One of the far-reaching explanatory schemes in contemporary sociology focuses on the concept of social structure that refers to patterning in social relations. Sociologically, the concept of structure may be used either to refer on the larger scale to the actors (group) of reciprocally defined social categories that are seen to comprise some social whole, or it can be used to refer to smaller scale social structures as configurations of concrete relationships among actors (individuals) without reference to a level of a larger societal totality. Most important for the science of social structure was what Simmel explained in «The Intersection of Social Circles» (1955): An actor may stand simultaneously in multiple social groups that overlap with each other at the site of that actor. Society is a “web of relationships” that is not organized into a unified and harmonious set of structures but into multiple overlapping, often uncoordinated, and sometimes conflicting, ones (Simmel, 1992). With the exponential rise in popularity of online social networks (OSNs) in recent years, there have been a number of scholars who study and measure the topological properties of such networks. It is not surprising that the need of characterization or comprehension of interconnectedness between social reality and world-wide web has been a central issue for sociologists. Social media and social networks are pervasive in the daily use as well as in a number of applications. Social media and social networks are also intertwined, as the social medial platforms also offer the opportunity to develop and analyze social networks. Due to this interconnections there has been an explosion of new interest in social network research through the approach of Social network analysis (SNA). Social network research is back “warm” today, with the number of articles on the topic of on line social networks nearly tripling in the past decade. For sociologists, this interweaving has been a further breakthrough within field research yielding explanations for social phenomena in a wide variety of new ways. Social network analysis has been recognized both as a powerful paradigm and as a technical tool for representing social network structures and information dissemination on the web.
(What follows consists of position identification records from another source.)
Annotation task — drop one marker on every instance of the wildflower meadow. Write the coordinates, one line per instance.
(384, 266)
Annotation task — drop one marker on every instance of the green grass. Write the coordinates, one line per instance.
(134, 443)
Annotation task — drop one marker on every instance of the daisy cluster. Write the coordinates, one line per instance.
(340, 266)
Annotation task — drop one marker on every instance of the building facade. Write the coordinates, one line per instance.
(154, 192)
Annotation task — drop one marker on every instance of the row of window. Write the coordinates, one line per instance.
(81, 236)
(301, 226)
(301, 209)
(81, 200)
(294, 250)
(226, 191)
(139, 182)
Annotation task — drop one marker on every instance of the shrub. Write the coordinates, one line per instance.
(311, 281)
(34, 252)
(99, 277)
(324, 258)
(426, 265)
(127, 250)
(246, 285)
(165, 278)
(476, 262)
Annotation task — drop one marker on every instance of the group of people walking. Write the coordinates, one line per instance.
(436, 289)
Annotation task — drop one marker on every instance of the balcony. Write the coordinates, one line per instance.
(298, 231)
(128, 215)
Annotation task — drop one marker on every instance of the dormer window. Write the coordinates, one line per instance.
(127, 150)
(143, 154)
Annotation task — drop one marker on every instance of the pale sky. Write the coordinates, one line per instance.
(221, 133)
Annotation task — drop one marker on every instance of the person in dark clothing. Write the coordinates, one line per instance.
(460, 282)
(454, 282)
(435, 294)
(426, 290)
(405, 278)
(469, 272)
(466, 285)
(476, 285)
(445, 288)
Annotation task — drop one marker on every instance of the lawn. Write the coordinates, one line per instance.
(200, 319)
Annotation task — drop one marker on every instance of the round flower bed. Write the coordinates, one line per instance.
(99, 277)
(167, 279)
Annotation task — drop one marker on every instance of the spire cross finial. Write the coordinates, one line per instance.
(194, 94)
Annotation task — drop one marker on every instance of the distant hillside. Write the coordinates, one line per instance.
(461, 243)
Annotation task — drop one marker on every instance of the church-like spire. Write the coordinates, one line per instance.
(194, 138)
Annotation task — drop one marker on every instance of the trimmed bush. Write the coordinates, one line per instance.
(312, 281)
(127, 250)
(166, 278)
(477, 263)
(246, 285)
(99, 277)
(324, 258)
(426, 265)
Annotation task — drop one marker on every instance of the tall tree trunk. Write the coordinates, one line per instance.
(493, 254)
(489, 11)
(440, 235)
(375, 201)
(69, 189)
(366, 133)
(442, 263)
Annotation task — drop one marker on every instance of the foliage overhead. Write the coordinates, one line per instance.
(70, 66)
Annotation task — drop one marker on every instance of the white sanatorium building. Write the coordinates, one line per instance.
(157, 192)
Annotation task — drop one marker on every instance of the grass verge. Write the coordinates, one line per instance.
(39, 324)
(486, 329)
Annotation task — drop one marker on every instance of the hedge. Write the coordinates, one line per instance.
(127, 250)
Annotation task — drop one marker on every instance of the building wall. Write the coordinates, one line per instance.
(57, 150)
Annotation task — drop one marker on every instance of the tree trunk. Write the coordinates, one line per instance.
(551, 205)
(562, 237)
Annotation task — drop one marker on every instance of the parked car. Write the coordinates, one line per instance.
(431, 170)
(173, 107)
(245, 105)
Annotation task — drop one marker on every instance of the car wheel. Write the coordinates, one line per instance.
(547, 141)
Traditionally, studies on “real” social networks have shown interesting properties such as “small world” or “six degrees” of separation effect (Milgram, 1967) or “scale-free effect” as well (Castells, 2004). A network is a structure of social actors who interact, collaborate, influence, and networks help to form a basis for shared norms, identity, and collective behavior and are present in different forms within off and online worlds. This perspective is well exemplified by the Stanley Milgram theory about the six degrees of separation effect (ib., 1967; Travers & Milgram, 1969). This theory analyses the probability that two randomly selected individuals would know one another by having participants forward a mailed letter intended for a target person. Of those letters that reached the target, the average number of exchanges was six. The experiment was interpreted as showing that all people are connected to one another by an average of six degrees of separation. This small-world concept has also been demonstrated in a replication of Stanley Milgram’s original study via an email-based social research study to examine chains in forwarded email messages attempting to reach 18 target individuals across 13 different countries (Portnova, Frazer-Lock, Ladd, & Zimmerman, 2007). Moreover, scientists have demonstrated similar patterns on online social networks for small world phenomenon (Leskovec, 2008) or for scale-free effect (Bichler, 2008).